After the 2010 season, the Falcons clearly realized they could not take a giant step forward without improving the offense. The defense was crushed by the powerful Packers in the NFC Divisional Round, but the Packers were en fuego. Equally important was that when the Falcons fell behind, they could not generate the offensive firepower needed to mount a comeback.
It took many fans, including myself, a long time to realize that this truly would be the team's top priority in 2011. The Falcons have a ton of young, developing talent on defense, and even if not everyone pans out, it's likely to improve. On offense, Roddy White is 30, Tony Gonzalez is older and Michael Turner is also evincing the pounding he's taken over three seasons.

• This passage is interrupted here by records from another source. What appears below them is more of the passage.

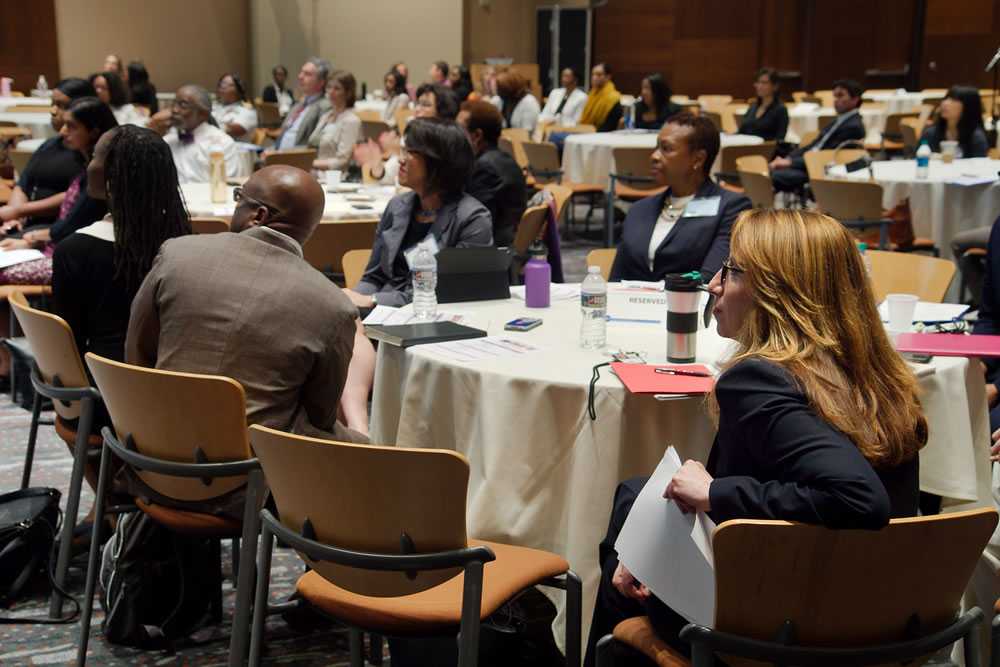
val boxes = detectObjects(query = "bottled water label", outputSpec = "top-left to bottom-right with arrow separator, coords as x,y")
581,293 -> 607,309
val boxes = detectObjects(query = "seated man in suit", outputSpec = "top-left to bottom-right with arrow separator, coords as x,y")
457,100 -> 527,247
769,78 -> 867,193
127,165 -> 372,446
609,112 -> 752,283
274,57 -> 333,150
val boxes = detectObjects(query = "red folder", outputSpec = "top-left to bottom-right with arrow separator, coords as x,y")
610,363 -> 715,394
894,333 -> 1000,358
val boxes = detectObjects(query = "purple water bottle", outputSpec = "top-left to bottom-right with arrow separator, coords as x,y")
524,240 -> 551,308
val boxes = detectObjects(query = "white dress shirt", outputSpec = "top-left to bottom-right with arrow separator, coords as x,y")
539,87 -> 588,126
212,102 -> 258,142
308,108 -> 362,170
647,194 -> 695,269
111,104 -> 147,127
164,122 -> 244,184
508,94 -> 541,132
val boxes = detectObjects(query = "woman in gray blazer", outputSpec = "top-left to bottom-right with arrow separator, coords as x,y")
344,118 -> 493,308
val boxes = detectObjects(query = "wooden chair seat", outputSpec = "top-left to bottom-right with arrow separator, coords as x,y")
612,616 -> 689,667
614,183 -> 666,200
0,285 -> 51,300
54,416 -> 103,449
569,182 -> 605,195
135,497 -> 243,537
295,538 -> 568,636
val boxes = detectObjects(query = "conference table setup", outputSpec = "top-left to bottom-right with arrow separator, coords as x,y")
180,180 -> 393,222
368,289 -> 993,644
729,101 -> 887,144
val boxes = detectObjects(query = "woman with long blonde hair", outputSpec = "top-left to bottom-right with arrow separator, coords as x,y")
585,209 -> 927,666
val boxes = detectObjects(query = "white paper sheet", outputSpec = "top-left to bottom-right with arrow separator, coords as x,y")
418,336 -> 539,363
362,305 -> 472,327
0,249 -> 45,269
946,175 -> 998,187
509,284 -> 580,301
614,447 -> 716,626
878,300 -> 969,324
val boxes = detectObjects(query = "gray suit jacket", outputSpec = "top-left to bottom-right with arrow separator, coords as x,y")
279,95 -> 332,148
126,225 -> 363,443
356,191 -> 493,306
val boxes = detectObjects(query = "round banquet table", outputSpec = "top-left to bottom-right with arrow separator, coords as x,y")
0,96 -> 51,110
0,111 -> 56,140
180,181 -> 394,221
369,290 -> 991,650
828,158 -> 1000,260
863,91 -> 929,115
561,131 -> 763,187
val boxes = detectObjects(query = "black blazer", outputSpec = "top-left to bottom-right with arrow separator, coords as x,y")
466,147 -> 527,247
609,180 -> 751,283
708,359 -> 919,527
633,100 -> 683,131
738,99 -> 789,141
789,110 -> 867,171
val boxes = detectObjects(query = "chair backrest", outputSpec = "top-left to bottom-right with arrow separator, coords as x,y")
719,141 -> 776,175
811,178 -> 884,221
521,141 -> 561,181
701,110 -> 722,133
586,248 -> 617,281
817,114 -> 836,131
501,127 -> 530,145
883,112 -> 918,138
611,146 -> 656,189
900,118 -> 922,154
190,217 -> 229,234
813,89 -> 834,107
302,220 -> 378,274
6,105 -> 49,113
84,353 -> 251,501
543,183 -> 573,226
254,101 -> 281,128
542,123 -> 595,141
735,156 -> 775,208
798,129 -> 819,147
394,107 -> 412,135
803,148 -> 868,180
9,291 -> 89,421
263,149 -> 317,172
249,423 -> 471,597
355,109 -> 382,123
867,249 -> 956,303
697,95 -> 732,111
512,204 -> 549,256
501,128 -> 530,170
342,248 -> 372,288
361,119 -> 391,143
9,149 -> 33,177
713,509 -> 997,648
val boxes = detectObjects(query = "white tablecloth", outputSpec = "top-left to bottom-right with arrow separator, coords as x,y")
0,111 -> 55,139
864,91 -> 930,115
561,131 -> 763,187
0,96 -> 51,110
355,99 -> 389,116
369,290 -> 991,649
830,158 -> 1000,259
180,181 -> 393,221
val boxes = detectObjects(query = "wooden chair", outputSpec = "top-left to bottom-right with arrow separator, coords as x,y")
501,128 -> 531,172
802,148 -> 869,181
250,127 -> 271,147
303,220 -> 378,275
541,123 -> 596,141
246,424 -> 583,667
395,107 -> 413,135
596,509 -> 997,667
355,109 -> 382,123
342,248 -> 371,289
190,217 -> 230,234
900,117 -> 923,156
813,89 -> 834,107
263,148 -> 316,172
798,129 -> 819,147
606,146 -> 665,247
700,110 -> 722,133
543,182 -> 573,228
254,100 -> 281,128
734,155 -> 775,208
716,141 -> 776,186
361,119 -> 392,143
8,291 -> 102,620
696,95 -> 732,111
810,178 -> 894,249
9,148 -> 33,177
520,141 -> 604,228
512,204 -> 550,260
78,354 -> 266,667
875,112 -> 918,153
586,248 -> 617,281
501,127 -> 531,145
867,249 -> 956,303
6,105 -> 49,113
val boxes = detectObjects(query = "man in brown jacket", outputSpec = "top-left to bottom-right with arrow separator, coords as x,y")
126,165 -> 370,445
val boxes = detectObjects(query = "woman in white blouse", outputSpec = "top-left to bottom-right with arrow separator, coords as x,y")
496,70 -> 540,133
90,71 -> 147,127
309,70 -> 362,171
212,73 -> 257,142
382,69 -> 410,126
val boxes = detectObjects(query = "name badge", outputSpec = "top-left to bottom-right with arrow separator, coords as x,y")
681,196 -> 721,218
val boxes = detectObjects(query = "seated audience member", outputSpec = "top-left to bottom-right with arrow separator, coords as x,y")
974,215 -> 1000,431
470,65 -> 502,110
308,70 -> 362,171
585,208 -> 926,666
609,113 -> 751,283
127,164 -> 371,449
103,53 -> 126,81
497,70 -> 541,133
275,58 -> 332,150
458,100 -> 527,246
769,78 -> 866,192
633,72 -> 682,130
152,85 -> 242,183
580,63 -> 623,132
382,68 -> 410,124
212,72 -> 257,142
0,78 -> 96,235
345,118 -> 492,308
393,61 -> 417,100
449,65 -> 474,102
539,67 -> 588,127
738,66 -> 789,141
414,82 -> 459,121
261,64 -> 294,115
428,60 -> 449,86
127,61 -> 158,114
919,85 -> 988,158
90,71 -> 146,126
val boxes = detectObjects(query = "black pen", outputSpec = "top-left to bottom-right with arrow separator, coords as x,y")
654,368 -> 712,377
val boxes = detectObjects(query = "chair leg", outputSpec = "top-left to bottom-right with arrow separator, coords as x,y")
966,619 -> 983,667
565,570 -> 583,667
457,560 -> 485,667
349,627 -> 364,667
991,614 -> 1000,667
50,397 -> 94,618
691,640 -> 714,667
20,390 -> 41,489
249,521 -> 275,667
75,440 -> 112,667
229,469 -> 264,667
604,181 -> 615,248
367,632 -> 384,666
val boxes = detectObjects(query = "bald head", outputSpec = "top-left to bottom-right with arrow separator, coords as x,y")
231,165 -> 326,246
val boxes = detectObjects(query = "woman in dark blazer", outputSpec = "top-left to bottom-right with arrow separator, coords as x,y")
737,67 -> 789,141
344,118 -> 492,308
585,209 -> 927,666
633,73 -> 682,131
609,112 -> 751,283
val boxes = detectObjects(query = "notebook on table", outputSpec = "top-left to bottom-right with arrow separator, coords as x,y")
894,333 -> 1000,358
364,321 -> 487,348
610,363 -> 715,394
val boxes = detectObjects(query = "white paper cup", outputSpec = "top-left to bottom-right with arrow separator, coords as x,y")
326,170 -> 342,185
885,293 -> 918,332
940,140 -> 958,163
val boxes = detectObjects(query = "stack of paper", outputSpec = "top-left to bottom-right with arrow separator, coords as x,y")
878,301 -> 969,324
418,336 -> 540,363
363,305 -> 471,327
0,249 -> 45,270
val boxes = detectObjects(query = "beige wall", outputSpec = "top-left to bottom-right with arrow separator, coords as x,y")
54,0 -> 250,94
251,0 -> 463,99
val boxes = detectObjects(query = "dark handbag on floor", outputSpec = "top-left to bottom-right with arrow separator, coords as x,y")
0,487 -> 61,609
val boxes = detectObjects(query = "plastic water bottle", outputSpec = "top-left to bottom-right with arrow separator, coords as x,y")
858,242 -> 872,276
411,245 -> 438,320
36,75 -> 48,93
624,104 -> 634,130
915,141 -> 930,180
580,266 -> 607,349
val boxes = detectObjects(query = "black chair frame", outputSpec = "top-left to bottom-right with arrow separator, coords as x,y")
250,509 -> 583,667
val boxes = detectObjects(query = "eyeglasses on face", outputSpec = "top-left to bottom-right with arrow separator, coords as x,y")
720,259 -> 744,287
233,187 -> 281,217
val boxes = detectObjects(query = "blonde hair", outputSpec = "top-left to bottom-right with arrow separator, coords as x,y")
716,209 -> 927,468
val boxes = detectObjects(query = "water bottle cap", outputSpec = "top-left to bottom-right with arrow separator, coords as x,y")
528,240 -> 547,257
587,265 -> 600,273
858,242 -> 868,252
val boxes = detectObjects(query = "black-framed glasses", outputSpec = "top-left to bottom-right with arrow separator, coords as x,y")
233,187 -> 281,217
721,259 -> 744,287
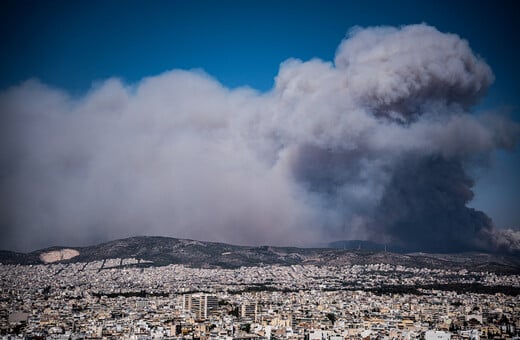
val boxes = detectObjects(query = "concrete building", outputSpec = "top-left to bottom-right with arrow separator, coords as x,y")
241,302 -> 258,322
425,330 -> 451,340
184,293 -> 218,319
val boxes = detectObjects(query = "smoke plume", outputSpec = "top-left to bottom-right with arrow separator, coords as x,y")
1,24 -> 519,252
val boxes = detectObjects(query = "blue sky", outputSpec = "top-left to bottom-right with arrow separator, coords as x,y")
1,0 -> 519,229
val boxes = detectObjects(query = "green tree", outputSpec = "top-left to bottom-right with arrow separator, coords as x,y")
326,313 -> 336,325
229,306 -> 240,318
241,323 -> 251,333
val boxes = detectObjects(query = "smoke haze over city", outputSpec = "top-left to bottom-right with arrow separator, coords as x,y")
1,2 -> 519,253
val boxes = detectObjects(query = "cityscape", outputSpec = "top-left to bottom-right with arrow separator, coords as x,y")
2,1 -> 520,340
1,256 -> 519,339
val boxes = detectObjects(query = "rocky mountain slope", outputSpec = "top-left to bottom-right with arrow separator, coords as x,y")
1,236 -> 519,273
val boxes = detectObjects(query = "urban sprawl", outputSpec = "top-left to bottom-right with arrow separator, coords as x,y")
1,259 -> 519,339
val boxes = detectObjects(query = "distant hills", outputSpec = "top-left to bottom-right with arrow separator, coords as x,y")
328,240 -> 409,253
1,236 -> 519,273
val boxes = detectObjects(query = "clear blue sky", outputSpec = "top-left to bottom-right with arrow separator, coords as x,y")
1,0 -> 519,228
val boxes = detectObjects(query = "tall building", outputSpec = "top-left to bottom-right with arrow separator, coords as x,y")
183,294 -> 219,319
241,302 -> 258,322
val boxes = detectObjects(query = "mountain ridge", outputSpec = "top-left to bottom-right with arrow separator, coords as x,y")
1,235 -> 519,273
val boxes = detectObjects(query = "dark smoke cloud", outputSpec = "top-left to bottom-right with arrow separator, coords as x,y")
0,24 -> 519,252
372,156 -> 494,252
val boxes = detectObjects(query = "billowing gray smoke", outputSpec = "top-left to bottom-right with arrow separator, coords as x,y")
1,24 -> 519,252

Faced with those realities, the Falcons took decisive action. Julio Jones is an immediate and gigantic upgrade on Michael Jenkins. Jacquizz Rodgers is a more durable Jerious Norwood who arguably is more skilled than Norwood ever was. Andrew Jackson is a fantastic blocker who could be opening lanes for Rodgers as a starter in the next year or two. All three of them--particularly Jones and Rodgers, of course--are likely upgrades. Jones and Rodgers make a predictable offense much more dynamic.
On the defensive side, the Falcons added a thumper at linebacker (Akeem Dent) a potential solid starter at defensive end with some upside as a pass rusher (Cliff Matthews). Looking at special teams and faced with a roller coaster career from Michael Koenen, the Falcons elected to pony up for him and took a reliable option in Matt Bosher.
Every single guy in this draft could either starter or be part of a rotation by 2012. They're impact players in the here and now--again, especially Jones and Rodgers--and they make the Falcons better in 2011. That's not by accident. The Falcons saw why they couldn't get over the hump in the playoffs and attempted to address it in one fell swoop. If they manage to get someone like Ray Edwards out of free agency to help out the pass rush, there's no reason to believe they won't be better build for the post-season.
How did so many of us fail to see this audacious draft coming? Speaking for myself, I assumed that we would see the front office stick closer to the 2008 and 2009 philosophies, building that needed depth and relying on the growth of existing players. But faced with the fact that it might not have been good enough for the offense, the Falcons blindsided us with a head-spinning draft. It might not be a bad idea to be sitting down for free agency, once that arrives.
It was an awesome draft. It also gives the Falcons a better chance to win in 2011 than the alternative approach would have. As fans, I'm not sure we can ask for much more than that.